C
cassini
Guest
When I got to the first ‘PROBABLY’ I switched off. Their whole ‘science’ depends on assumptions, but assumptions are not science but a faith, a belief, a hope their atheism depends on.There is more to life that just animals and plants. At the base of the tree of life there are three major groups: bacteria, archea and eukaryotes (the viruses evolved later). The eukaryotes are divided into protists, plants, animals and fungi. Protists are always single celled. Plants and fungi may be single celled or multi celled. Animals (metazoa) are all multi celled.
The first living thing was probably a very simple single celled proto-bacterium. It did need to eat and basically it would have eaten the chemicals in the water around it. Bacteria can process many different chemicals and since life is theorised to have arisen in the chemical soup, then the first life would have started off eating that soup.
No. The early earth had almost zero free oxygen; all early life was anaerobic - it did not need oxygen. Many bacteria today do not need oxygen - they form the smelly stagnant mess at the bottom of ponds. Oxygen only became important after photosynthesis evolved. For much of early life oxygen was a poison, see the Oxygen Catastrophe.
You have been misinformed. Anaerobic bacteria and archea do not need air to breathe, and indeed for the great majority of then oxygen is a poison. Early life did not require oxygen and was entirely anaerobic.
Photosynthesis evolved about a billion years after the origin of life, before that there were no plants. Multi-celled animals evolved about two billion years after plants. Early plants were all single celled algae. Conditions on the early earth were very different to conditions now. Life on the early earth was also very different to life now. You seem to be trying to extrapolate the present back into the past, this is a mistake. The distant past was very different.

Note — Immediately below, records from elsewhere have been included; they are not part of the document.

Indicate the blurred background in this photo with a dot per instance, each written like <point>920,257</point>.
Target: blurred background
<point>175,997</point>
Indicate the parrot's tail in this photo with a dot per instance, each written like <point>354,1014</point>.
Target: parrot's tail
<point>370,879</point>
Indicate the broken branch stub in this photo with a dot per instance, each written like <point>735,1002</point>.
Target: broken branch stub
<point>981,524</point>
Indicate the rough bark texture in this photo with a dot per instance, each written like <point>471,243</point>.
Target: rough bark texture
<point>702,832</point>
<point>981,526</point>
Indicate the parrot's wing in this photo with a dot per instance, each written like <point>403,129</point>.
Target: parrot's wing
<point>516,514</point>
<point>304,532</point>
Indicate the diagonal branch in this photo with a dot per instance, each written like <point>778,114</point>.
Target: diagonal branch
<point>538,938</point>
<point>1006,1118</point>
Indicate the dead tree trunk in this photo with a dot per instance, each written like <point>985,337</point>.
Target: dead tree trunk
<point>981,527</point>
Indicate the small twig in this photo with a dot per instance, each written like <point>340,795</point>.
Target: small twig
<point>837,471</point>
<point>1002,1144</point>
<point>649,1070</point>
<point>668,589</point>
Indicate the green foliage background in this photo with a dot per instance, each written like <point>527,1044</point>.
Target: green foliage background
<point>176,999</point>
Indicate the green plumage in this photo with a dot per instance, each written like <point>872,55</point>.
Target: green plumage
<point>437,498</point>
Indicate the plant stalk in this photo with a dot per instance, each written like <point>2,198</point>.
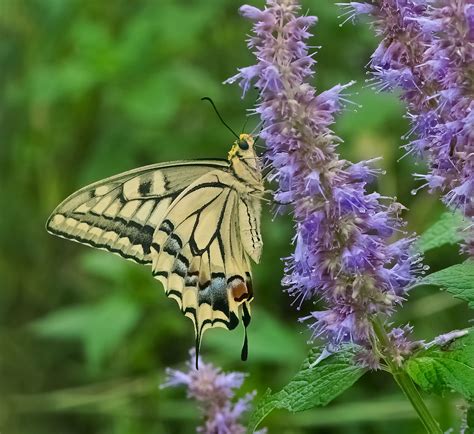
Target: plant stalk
<point>405,382</point>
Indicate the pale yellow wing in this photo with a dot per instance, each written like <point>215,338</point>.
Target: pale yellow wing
<point>201,258</point>
<point>120,213</point>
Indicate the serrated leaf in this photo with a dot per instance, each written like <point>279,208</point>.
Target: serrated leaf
<point>457,280</point>
<point>312,386</point>
<point>447,230</point>
<point>445,367</point>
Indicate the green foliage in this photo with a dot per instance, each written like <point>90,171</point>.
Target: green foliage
<point>469,428</point>
<point>446,367</point>
<point>91,88</point>
<point>312,386</point>
<point>447,230</point>
<point>100,327</point>
<point>457,280</point>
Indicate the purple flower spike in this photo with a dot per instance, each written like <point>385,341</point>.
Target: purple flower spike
<point>215,392</point>
<point>343,253</point>
<point>427,51</point>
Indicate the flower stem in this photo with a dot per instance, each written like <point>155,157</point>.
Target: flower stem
<point>405,382</point>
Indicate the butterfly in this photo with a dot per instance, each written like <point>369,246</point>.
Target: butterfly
<point>195,223</point>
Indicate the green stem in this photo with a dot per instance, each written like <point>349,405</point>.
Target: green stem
<point>405,382</point>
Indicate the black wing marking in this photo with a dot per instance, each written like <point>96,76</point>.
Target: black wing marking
<point>200,258</point>
<point>120,214</point>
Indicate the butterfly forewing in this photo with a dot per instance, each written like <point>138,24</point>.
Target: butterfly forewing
<point>121,213</point>
<point>197,223</point>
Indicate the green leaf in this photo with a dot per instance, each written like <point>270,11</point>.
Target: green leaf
<point>312,386</point>
<point>457,280</point>
<point>445,367</point>
<point>469,419</point>
<point>447,230</point>
<point>101,327</point>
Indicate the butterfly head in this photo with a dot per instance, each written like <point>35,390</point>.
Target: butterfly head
<point>242,147</point>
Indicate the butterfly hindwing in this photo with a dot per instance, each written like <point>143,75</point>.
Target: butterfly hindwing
<point>200,256</point>
<point>120,214</point>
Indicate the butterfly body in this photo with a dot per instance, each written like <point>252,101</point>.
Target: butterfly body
<point>196,223</point>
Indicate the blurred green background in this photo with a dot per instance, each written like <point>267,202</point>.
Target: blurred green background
<point>91,88</point>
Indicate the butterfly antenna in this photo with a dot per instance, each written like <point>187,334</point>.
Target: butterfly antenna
<point>245,124</point>
<point>206,98</point>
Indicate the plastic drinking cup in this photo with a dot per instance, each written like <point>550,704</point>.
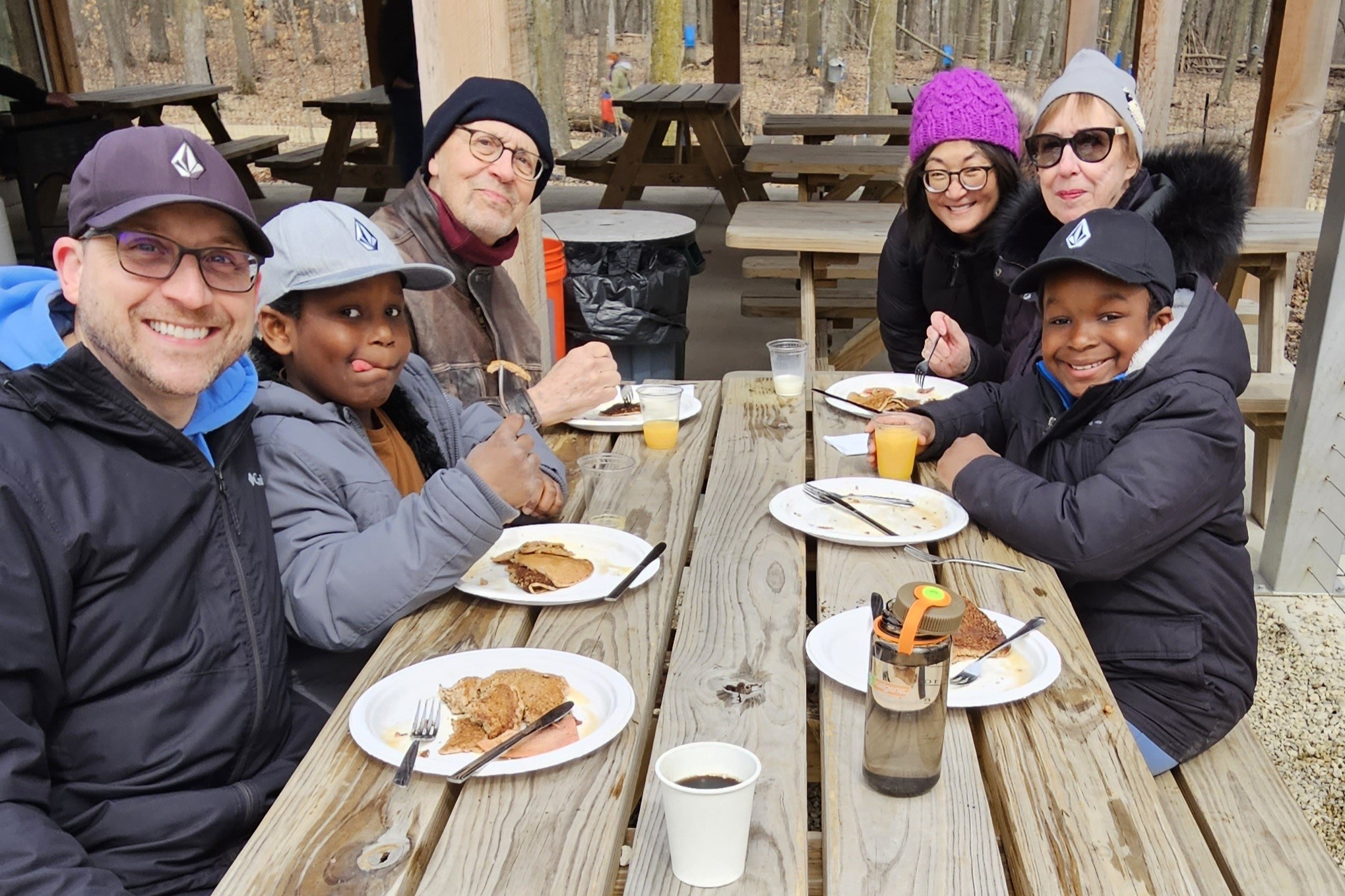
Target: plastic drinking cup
<point>606,477</point>
<point>898,446</point>
<point>661,407</point>
<point>708,825</point>
<point>788,366</point>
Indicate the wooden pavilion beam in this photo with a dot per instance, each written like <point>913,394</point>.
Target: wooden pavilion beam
<point>728,42</point>
<point>1293,94</point>
<point>1157,28</point>
<point>1082,27</point>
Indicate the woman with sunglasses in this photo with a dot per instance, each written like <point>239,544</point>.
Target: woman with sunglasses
<point>1088,151</point>
<point>939,260</point>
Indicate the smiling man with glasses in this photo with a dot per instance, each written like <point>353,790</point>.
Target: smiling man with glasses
<point>487,156</point>
<point>146,709</point>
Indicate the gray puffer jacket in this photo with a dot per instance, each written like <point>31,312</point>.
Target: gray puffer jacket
<point>356,556</point>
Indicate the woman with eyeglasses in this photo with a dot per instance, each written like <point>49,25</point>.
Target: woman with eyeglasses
<point>1088,151</point>
<point>939,261</point>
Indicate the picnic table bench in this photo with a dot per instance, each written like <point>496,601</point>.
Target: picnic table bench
<point>647,156</point>
<point>818,129</point>
<point>345,160</point>
<point>1046,796</point>
<point>834,172</point>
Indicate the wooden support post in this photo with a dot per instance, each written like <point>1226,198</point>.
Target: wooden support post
<point>1289,111</point>
<point>728,42</point>
<point>1157,28</point>
<point>1303,541</point>
<point>1080,27</point>
<point>455,41</point>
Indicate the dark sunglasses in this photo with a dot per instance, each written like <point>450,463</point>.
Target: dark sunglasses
<point>229,270</point>
<point>1090,144</point>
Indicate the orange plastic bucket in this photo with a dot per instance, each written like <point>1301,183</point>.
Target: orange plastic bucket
<point>553,252</point>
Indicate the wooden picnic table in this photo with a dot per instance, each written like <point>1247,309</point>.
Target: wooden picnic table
<point>833,172</point>
<point>1048,796</point>
<point>817,129</point>
<point>709,113</point>
<point>345,160</point>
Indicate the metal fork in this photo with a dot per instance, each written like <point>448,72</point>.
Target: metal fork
<point>923,367</point>
<point>937,560</point>
<point>973,671</point>
<point>424,727</point>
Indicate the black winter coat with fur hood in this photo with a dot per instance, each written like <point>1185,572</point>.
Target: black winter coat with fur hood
<point>1196,196</point>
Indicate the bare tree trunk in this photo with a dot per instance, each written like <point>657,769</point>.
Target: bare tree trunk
<point>883,54</point>
<point>833,41</point>
<point>247,82</point>
<point>115,32</point>
<point>689,19</point>
<point>1042,30</point>
<point>1236,41</point>
<point>919,23</point>
<point>1258,40</point>
<point>665,53</point>
<point>191,20</point>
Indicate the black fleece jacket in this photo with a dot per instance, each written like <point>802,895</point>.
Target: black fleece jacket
<point>953,276</point>
<point>1134,494</point>
<point>1196,196</point>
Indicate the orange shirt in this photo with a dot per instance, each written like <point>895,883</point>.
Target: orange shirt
<point>396,454</point>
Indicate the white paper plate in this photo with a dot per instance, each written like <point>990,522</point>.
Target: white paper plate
<point>635,422</point>
<point>840,649</point>
<point>798,511</point>
<point>604,703</point>
<point>612,551</point>
<point>903,383</point>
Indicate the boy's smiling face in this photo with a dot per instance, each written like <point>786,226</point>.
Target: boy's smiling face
<point>349,343</point>
<point>1092,326</point>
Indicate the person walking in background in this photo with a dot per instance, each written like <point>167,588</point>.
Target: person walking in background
<point>401,81</point>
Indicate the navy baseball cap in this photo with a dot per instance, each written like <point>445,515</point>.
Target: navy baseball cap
<point>133,169</point>
<point>1113,242</point>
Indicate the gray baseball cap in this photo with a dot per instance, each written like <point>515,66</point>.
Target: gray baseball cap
<point>1092,73</point>
<point>321,245</point>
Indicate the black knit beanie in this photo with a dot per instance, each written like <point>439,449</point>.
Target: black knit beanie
<point>491,100</point>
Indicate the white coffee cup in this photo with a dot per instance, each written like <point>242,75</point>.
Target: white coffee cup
<point>708,828</point>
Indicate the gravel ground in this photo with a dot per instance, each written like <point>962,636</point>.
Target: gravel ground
<point>1299,707</point>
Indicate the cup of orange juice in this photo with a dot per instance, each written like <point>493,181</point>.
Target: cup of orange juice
<point>898,446</point>
<point>661,406</point>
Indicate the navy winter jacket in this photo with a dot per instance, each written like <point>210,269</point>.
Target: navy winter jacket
<point>1134,494</point>
<point>146,711</point>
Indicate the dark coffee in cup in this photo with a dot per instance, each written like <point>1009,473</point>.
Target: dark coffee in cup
<point>709,782</point>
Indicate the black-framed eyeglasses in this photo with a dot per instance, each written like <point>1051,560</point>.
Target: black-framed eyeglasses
<point>1090,144</point>
<point>229,270</point>
<point>489,148</point>
<point>973,177</point>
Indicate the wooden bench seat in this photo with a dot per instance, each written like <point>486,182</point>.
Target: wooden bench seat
<point>305,156</point>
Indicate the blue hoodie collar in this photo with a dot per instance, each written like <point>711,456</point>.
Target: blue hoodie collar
<point>224,401</point>
<point>27,334</point>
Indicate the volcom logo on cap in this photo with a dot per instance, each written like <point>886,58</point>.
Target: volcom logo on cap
<point>185,162</point>
<point>1079,235</point>
<point>366,237</point>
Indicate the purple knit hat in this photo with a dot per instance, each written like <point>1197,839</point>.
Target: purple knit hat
<point>963,104</point>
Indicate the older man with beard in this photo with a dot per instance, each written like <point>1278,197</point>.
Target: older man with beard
<point>487,156</point>
<point>146,713</point>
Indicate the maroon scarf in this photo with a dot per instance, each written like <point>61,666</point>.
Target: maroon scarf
<point>467,245</point>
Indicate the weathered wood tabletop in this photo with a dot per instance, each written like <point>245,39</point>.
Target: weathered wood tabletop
<point>1047,797</point>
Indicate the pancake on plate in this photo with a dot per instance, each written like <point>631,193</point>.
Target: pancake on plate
<point>544,566</point>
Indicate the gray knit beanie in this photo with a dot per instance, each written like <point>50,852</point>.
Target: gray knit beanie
<point>1092,73</point>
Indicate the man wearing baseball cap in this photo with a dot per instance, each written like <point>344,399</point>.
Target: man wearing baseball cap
<point>146,708</point>
<point>1118,460</point>
<point>487,156</point>
<point>383,489</point>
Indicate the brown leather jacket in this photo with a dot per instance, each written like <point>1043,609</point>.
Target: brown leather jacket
<point>462,328</point>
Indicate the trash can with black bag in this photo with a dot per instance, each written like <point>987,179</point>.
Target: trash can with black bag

The first life was very probably very simple proto-bacteria. Archaea are also single celled and probably evolved from bacteria before the arrival of photosynthesis (and hence oxygen). At this point various single celled organisms were eating raw chemicals and each other. Once photosynthesis evolved algae could start making their own food from carbon dioxide, water and sunlight. Some bacteria/archaea evolved to make use of the oxygen that photosynthesis produced while others retreated to places where there was no oxygen - the ancestors of the modern anaerobes. Later still a bacterium and an archaea merged to form the first single celled eukaryote. All eukaryotes use oxygen; we are eukaryotes and our mitochondria are the descendants of the bacterial part of the merger. Different elements of the current system evolved at different times, each new arrival making use of what was already present and the existing organisms adjusting to take account of the new presence.